Economic activity between late February and early April was buoyed by increased COVID-19 vaccinations and strong fiscal support, and the labor market also improved as more people returned to work, the U.S. central bank said in its latest “Beige Book,” a collection of anecdotes about the economy from its 12 regional districts.
The pace of hiring rose the most in the manufacturing, construction, and leisure and hospitality sectors.
“Reports on tourism were more upbeat, bolstered by a pickup in demand for leisure activities and travel which contacts attributed to spring break, an easing of pandemic-related restrictions, increased vaccinations, and recent stimulus payments among other factors,” the report said.
Overall, outlooks were more optimistic since the last report in March, the Fed said.
Hospitality contacts told the Atlanta Fed they had “solid bookings for the remainder of spring and through the summer months and beyond,” according to the report.
Among the most notable areas of improvement was tourism, with a number of districts pointing to signs that the sector hit hardest by the onset of the coronavirus pandemic last year was getting back on its feet.
Perhaps for no district was the tone of commentary around tourism as improved as it was for New York.
Three months ago, New York Fed officials used the Beige Book to describe tourism in New York City as “exceptionally weak.” Wednesday’s report said “tourism has continued to trend up,” with air travel rising sharply and hotel occupancy rates finally climbing above 50%.
That improvement appeared to bolster conditions for the region more broadly. While most districts said the pace of growth in their regional economies was moderate, the New York Fed said its economy “grew at a strong pace for the first time during the pandemic, with growth broad-based across industries.”
That occurred despite an increase in COVID-19 cases in the region, the New York Fed said. “Moreover, business contacts have grown increasingly optimistic about the near-term outlook.”
FOCUS ON WAGES
Powell said this week that the economy was at an “inflection point” where growth and hiring could pick up speed over the coming months thanks to increased COVID-19 vaccinations and strong fiscal stimulus.
Speaking on Wednesday to the Economic Club of Washington, he repeated his rosier outlook.
“I think we are going into a period of faster growth and higher job creation and that’s a good thing,” Powell said. “I would point out there are still risks, in particular I would say the main risk is definitely another spike in cases perhaps in one of the virus strains that may be more difficult to treat.”
The United States added 916,000 jobs in March, the largest gain in seven months, according to Labor Department data.

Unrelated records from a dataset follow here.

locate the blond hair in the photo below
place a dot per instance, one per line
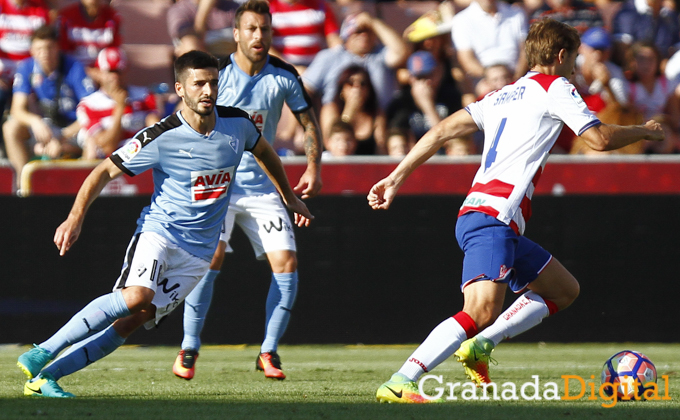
(545, 40)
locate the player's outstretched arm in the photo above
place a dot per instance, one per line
(67, 233)
(459, 124)
(271, 163)
(310, 181)
(605, 137)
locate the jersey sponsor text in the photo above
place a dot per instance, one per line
(208, 186)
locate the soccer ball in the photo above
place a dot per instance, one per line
(622, 369)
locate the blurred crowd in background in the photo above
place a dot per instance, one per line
(65, 92)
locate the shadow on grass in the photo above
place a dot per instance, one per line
(97, 408)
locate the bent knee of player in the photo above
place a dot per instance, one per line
(138, 298)
(282, 261)
(218, 257)
(126, 326)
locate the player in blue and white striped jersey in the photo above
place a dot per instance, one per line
(260, 84)
(193, 155)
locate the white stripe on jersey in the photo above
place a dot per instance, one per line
(298, 18)
(521, 122)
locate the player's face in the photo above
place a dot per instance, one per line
(199, 90)
(46, 53)
(254, 36)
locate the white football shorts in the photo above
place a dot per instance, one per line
(264, 219)
(154, 262)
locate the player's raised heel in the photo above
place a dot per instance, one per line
(45, 386)
(270, 364)
(400, 389)
(185, 364)
(32, 362)
(475, 360)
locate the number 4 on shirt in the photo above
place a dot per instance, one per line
(491, 155)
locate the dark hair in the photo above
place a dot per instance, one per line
(193, 60)
(545, 40)
(45, 32)
(261, 7)
(371, 104)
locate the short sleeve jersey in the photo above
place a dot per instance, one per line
(262, 96)
(521, 123)
(84, 38)
(75, 85)
(17, 25)
(94, 111)
(192, 175)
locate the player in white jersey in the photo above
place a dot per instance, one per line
(193, 154)
(521, 123)
(258, 83)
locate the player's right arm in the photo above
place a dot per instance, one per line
(459, 124)
(605, 137)
(67, 233)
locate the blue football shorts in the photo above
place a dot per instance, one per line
(494, 252)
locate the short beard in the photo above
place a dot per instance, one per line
(194, 107)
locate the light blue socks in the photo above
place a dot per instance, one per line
(93, 318)
(86, 352)
(196, 306)
(280, 299)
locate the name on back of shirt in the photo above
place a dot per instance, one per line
(514, 95)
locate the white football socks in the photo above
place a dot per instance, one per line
(525, 313)
(442, 342)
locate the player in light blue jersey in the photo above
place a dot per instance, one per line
(193, 155)
(258, 83)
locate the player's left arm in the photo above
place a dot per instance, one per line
(459, 124)
(67, 233)
(604, 137)
(269, 160)
(310, 182)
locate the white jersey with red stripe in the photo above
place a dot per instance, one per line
(17, 25)
(83, 37)
(299, 28)
(521, 122)
(95, 111)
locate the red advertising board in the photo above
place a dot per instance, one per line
(562, 175)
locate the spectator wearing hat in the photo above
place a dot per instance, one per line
(646, 21)
(599, 81)
(576, 13)
(57, 82)
(18, 20)
(85, 28)
(204, 25)
(604, 89)
(490, 32)
(362, 35)
(426, 100)
(116, 112)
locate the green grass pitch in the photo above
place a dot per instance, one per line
(325, 382)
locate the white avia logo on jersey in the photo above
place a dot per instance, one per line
(259, 116)
(130, 150)
(209, 186)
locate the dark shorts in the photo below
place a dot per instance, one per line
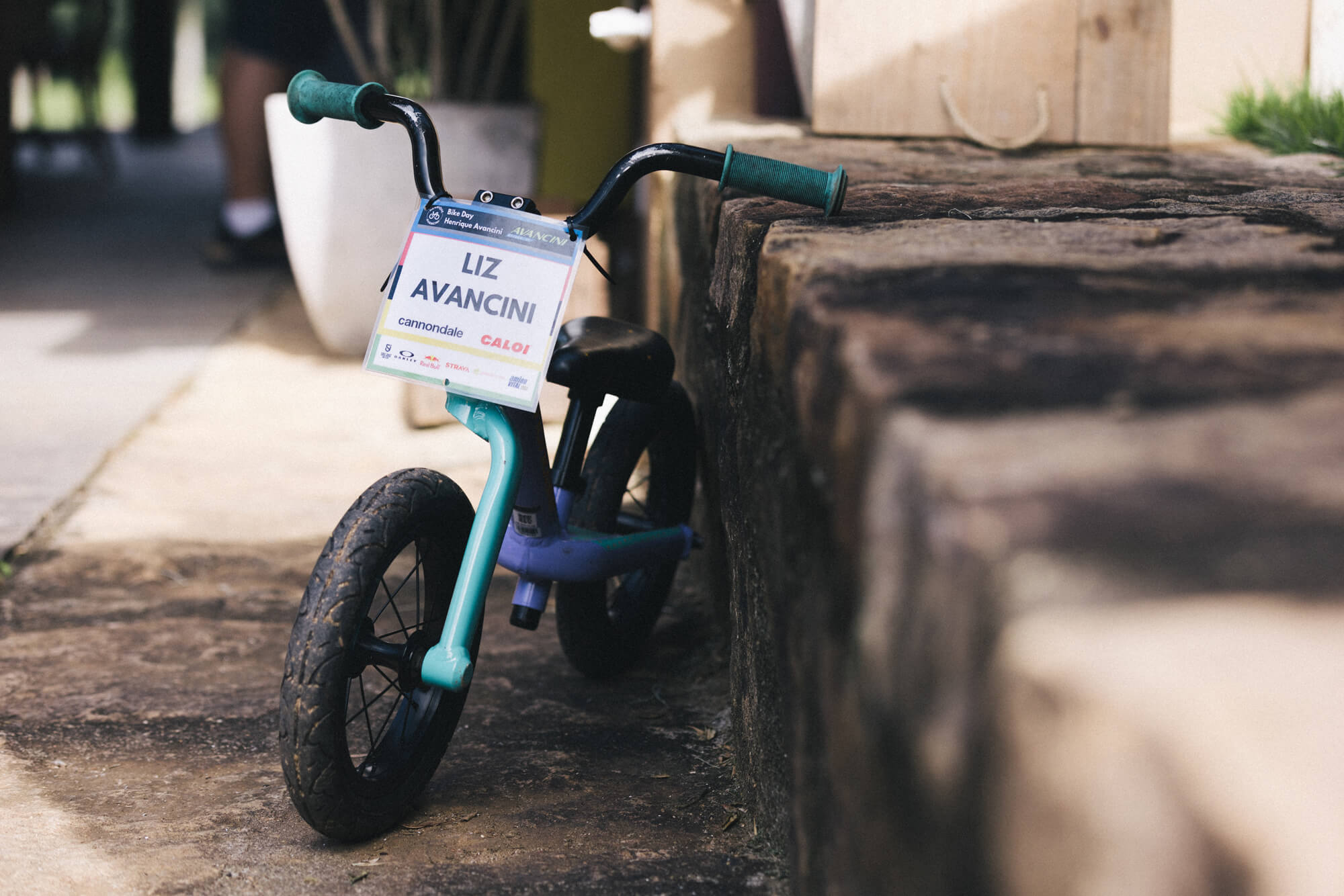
(298, 34)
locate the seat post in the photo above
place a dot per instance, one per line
(568, 472)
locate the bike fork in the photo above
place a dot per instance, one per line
(450, 663)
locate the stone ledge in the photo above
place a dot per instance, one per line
(1065, 379)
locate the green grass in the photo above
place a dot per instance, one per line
(1286, 123)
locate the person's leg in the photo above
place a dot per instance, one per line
(247, 80)
(253, 66)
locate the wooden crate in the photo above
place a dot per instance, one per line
(909, 68)
(1114, 72)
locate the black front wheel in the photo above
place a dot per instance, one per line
(361, 734)
(640, 475)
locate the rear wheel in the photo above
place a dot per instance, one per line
(361, 735)
(640, 475)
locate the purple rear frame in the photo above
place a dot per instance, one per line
(540, 545)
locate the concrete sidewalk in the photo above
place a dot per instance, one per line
(143, 636)
(106, 310)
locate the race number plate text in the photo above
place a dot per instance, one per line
(475, 303)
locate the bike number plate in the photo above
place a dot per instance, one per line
(475, 302)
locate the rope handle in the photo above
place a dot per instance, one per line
(998, 143)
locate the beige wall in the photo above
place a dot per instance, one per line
(701, 61)
(1222, 45)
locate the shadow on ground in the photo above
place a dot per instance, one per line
(142, 688)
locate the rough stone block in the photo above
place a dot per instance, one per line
(998, 389)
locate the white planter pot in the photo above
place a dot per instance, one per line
(347, 198)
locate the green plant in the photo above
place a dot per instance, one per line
(1292, 122)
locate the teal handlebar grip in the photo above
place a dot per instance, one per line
(786, 181)
(312, 99)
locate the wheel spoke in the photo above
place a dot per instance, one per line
(390, 717)
(389, 680)
(392, 594)
(365, 698)
(368, 703)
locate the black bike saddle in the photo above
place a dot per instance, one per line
(614, 358)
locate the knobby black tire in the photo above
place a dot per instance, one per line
(604, 625)
(345, 787)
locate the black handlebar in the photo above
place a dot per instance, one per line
(312, 97)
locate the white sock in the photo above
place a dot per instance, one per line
(247, 218)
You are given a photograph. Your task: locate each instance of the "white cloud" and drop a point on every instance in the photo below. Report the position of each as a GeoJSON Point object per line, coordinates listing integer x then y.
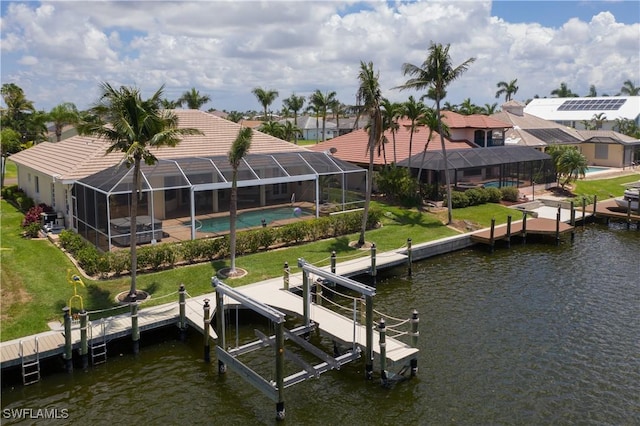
{"type": "Point", "coordinates": [60, 51]}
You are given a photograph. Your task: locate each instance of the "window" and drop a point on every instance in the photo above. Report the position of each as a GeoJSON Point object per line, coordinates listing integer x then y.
{"type": "Point", "coordinates": [602, 152]}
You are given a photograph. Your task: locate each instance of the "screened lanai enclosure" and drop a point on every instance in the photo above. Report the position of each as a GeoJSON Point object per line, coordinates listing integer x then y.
{"type": "Point", "coordinates": [499, 166]}
{"type": "Point", "coordinates": [189, 198]}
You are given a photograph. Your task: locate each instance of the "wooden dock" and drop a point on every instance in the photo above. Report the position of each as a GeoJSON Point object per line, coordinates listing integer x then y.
{"type": "Point", "coordinates": [535, 226]}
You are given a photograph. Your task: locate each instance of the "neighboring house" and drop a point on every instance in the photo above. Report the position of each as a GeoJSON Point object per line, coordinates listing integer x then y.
{"type": "Point", "coordinates": [600, 147]}
{"type": "Point", "coordinates": [575, 112]}
{"type": "Point", "coordinates": [476, 154]}
{"type": "Point", "coordinates": [311, 127]}
{"type": "Point", "coordinates": [91, 190]}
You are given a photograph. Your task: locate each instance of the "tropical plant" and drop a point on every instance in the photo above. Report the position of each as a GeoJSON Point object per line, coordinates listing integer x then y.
{"type": "Point", "coordinates": [10, 142]}
{"type": "Point", "coordinates": [266, 98]}
{"type": "Point", "coordinates": [434, 75]}
{"type": "Point", "coordinates": [322, 102]}
{"type": "Point", "coordinates": [572, 164]}
{"type": "Point", "coordinates": [563, 91]}
{"type": "Point", "coordinates": [391, 111]}
{"type": "Point", "coordinates": [295, 104]}
{"type": "Point", "coordinates": [193, 99]}
{"type": "Point", "coordinates": [62, 115]}
{"type": "Point", "coordinates": [629, 89]}
{"type": "Point", "coordinates": [369, 97]}
{"type": "Point", "coordinates": [238, 151]}
{"type": "Point", "coordinates": [413, 110]}
{"type": "Point", "coordinates": [507, 89]}
{"type": "Point", "coordinates": [134, 126]}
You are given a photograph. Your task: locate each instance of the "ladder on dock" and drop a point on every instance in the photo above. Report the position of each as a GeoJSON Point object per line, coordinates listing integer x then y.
{"type": "Point", "coordinates": [98, 344]}
{"type": "Point", "coordinates": [30, 363]}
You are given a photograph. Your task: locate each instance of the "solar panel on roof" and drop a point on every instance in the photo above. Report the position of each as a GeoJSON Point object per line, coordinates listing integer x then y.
{"type": "Point", "coordinates": [591, 104]}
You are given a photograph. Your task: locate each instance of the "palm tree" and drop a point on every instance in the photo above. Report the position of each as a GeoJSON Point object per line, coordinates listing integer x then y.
{"type": "Point", "coordinates": [412, 110]}
{"type": "Point", "coordinates": [295, 104]}
{"type": "Point", "coordinates": [563, 91]}
{"type": "Point", "coordinates": [134, 126]}
{"type": "Point", "coordinates": [391, 111]}
{"type": "Point", "coordinates": [629, 89]}
{"type": "Point", "coordinates": [61, 115]}
{"type": "Point", "coordinates": [434, 75]}
{"type": "Point", "coordinates": [322, 102]}
{"type": "Point", "coordinates": [193, 99]}
{"type": "Point", "coordinates": [239, 150]}
{"type": "Point", "coordinates": [507, 89]}
{"type": "Point", "coordinates": [266, 98]}
{"type": "Point", "coordinates": [572, 163]}
{"type": "Point", "coordinates": [369, 97]}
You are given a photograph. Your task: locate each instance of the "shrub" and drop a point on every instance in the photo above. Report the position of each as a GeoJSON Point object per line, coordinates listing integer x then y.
{"type": "Point", "coordinates": [510, 193]}
{"type": "Point", "coordinates": [476, 196]}
{"type": "Point", "coordinates": [459, 200]}
{"type": "Point", "coordinates": [494, 195]}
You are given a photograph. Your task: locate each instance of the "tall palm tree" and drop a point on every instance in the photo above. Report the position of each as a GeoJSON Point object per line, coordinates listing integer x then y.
{"type": "Point", "coordinates": [434, 75]}
{"type": "Point", "coordinates": [563, 91]}
{"type": "Point", "coordinates": [239, 150]}
{"type": "Point", "coordinates": [322, 103]}
{"type": "Point", "coordinates": [62, 115]}
{"type": "Point", "coordinates": [193, 99]}
{"type": "Point", "coordinates": [629, 89]}
{"type": "Point", "coordinates": [412, 110]}
{"type": "Point", "coordinates": [507, 89]}
{"type": "Point", "coordinates": [369, 97]}
{"type": "Point", "coordinates": [134, 126]}
{"type": "Point", "coordinates": [391, 111]}
{"type": "Point", "coordinates": [266, 98]}
{"type": "Point", "coordinates": [295, 104]}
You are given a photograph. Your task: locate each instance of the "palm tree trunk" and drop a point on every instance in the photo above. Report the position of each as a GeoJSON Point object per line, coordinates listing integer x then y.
{"type": "Point", "coordinates": [447, 179]}
{"type": "Point", "coordinates": [133, 220]}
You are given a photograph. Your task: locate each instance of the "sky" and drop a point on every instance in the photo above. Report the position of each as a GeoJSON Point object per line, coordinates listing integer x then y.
{"type": "Point", "coordinates": [60, 51]}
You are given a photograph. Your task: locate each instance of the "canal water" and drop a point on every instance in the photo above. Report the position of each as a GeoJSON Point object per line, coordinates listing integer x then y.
{"type": "Point", "coordinates": [534, 334]}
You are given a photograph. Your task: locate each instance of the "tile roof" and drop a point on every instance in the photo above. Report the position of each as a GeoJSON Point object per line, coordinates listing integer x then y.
{"type": "Point", "coordinates": [81, 156]}
{"type": "Point", "coordinates": [352, 147]}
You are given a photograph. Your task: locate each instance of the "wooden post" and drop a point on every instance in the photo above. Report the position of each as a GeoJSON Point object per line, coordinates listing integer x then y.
{"type": "Point", "coordinates": [414, 340]}
{"type": "Point", "coordinates": [373, 263]}
{"type": "Point", "coordinates": [409, 256]}
{"type": "Point", "coordinates": [84, 346]}
{"type": "Point", "coordinates": [68, 349]}
{"type": "Point", "coordinates": [369, 338]}
{"type": "Point", "coordinates": [287, 275]}
{"type": "Point", "coordinates": [280, 413]}
{"type": "Point", "coordinates": [207, 323]}
{"type": "Point", "coordinates": [558, 225]}
{"type": "Point", "coordinates": [492, 237]}
{"type": "Point", "coordinates": [135, 331]}
{"type": "Point", "coordinates": [182, 303]}
{"type": "Point", "coordinates": [382, 329]}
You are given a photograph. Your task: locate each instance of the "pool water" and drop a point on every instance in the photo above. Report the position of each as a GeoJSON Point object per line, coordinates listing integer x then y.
{"type": "Point", "coordinates": [249, 219]}
{"type": "Point", "coordinates": [496, 183]}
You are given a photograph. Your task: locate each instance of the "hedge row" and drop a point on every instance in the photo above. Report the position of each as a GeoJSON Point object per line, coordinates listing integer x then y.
{"type": "Point", "coordinates": [477, 196]}
{"type": "Point", "coordinates": [167, 255]}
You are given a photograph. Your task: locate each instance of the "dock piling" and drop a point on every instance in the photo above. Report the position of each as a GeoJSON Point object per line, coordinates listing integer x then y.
{"type": "Point", "coordinates": [135, 331]}
{"type": "Point", "coordinates": [382, 329]}
{"type": "Point", "coordinates": [207, 323]}
{"type": "Point", "coordinates": [84, 347]}
{"type": "Point", "coordinates": [68, 349]}
{"type": "Point", "coordinates": [182, 325]}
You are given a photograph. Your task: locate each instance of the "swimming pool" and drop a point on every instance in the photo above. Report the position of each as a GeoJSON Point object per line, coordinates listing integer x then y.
{"type": "Point", "coordinates": [248, 219]}
{"type": "Point", "coordinates": [594, 169]}
{"type": "Point", "coordinates": [496, 183]}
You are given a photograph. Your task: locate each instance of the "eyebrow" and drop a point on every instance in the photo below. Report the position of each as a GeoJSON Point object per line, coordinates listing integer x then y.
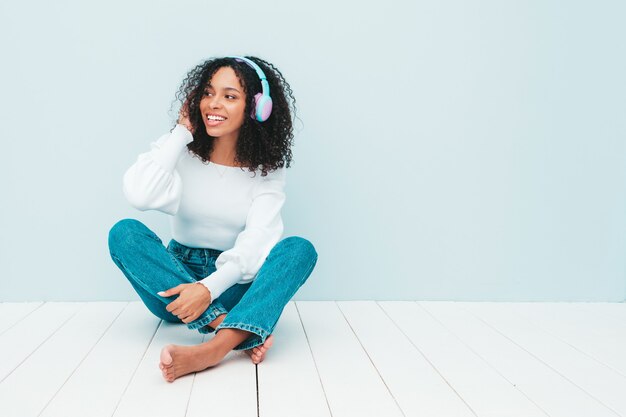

And U.S. consumer prices rose at the fastest clip in more than 8-1/2 years in March as vaccinations and stimulus boosted economic activity, according to Labor Department data released on Tuesday.
Businesses across many Fed districts cited mounting cost pressures, with many contacts pointing to supply chain bottlenecks as a primary culprit and saying these were likely to persist for the near-term at least, the Fed said in its report.
One Cleveland Fed contact cautioned, however, “that ‘the imbalances causing costs to rise are not likely to be resolved quickly.’ However, many expect supply chain challenges to dissipate later in the year, and this will ease cost and price pressures,” the report said.
Powell and other Fed officials, however, say the brighter economic forecasts and brief period of higher inflation will not affect monetary policy, and the central bank will keep its support in place until the crisis is over. The U.S. economy is still 8.4 million jobs short of its pre-pandemic levels.
Policymakers agreed last month to leave interest rates near zero and to keep purchasing $120 billion a month in bonds until there was “substantial further progress” toward the Fed’s employment and inflation goals. Fed officials will gather again in two weeks for their next policy-setting meeting.
Wednesday’s report highlighted the strategies some businesses are considering as they reopen, increase capacity and attempt to recruit workers. One staffing services firm told the Cleveland Fed that pay had for the first time become the top priority of job seekers.
Several workforce contacts suggested that employers might be delaying wage hikes in hopes of a surge of newly vaccinated job seekers, the Minneapolis Fed reported: “Why start raising wages when a lot of labor might be coming back?”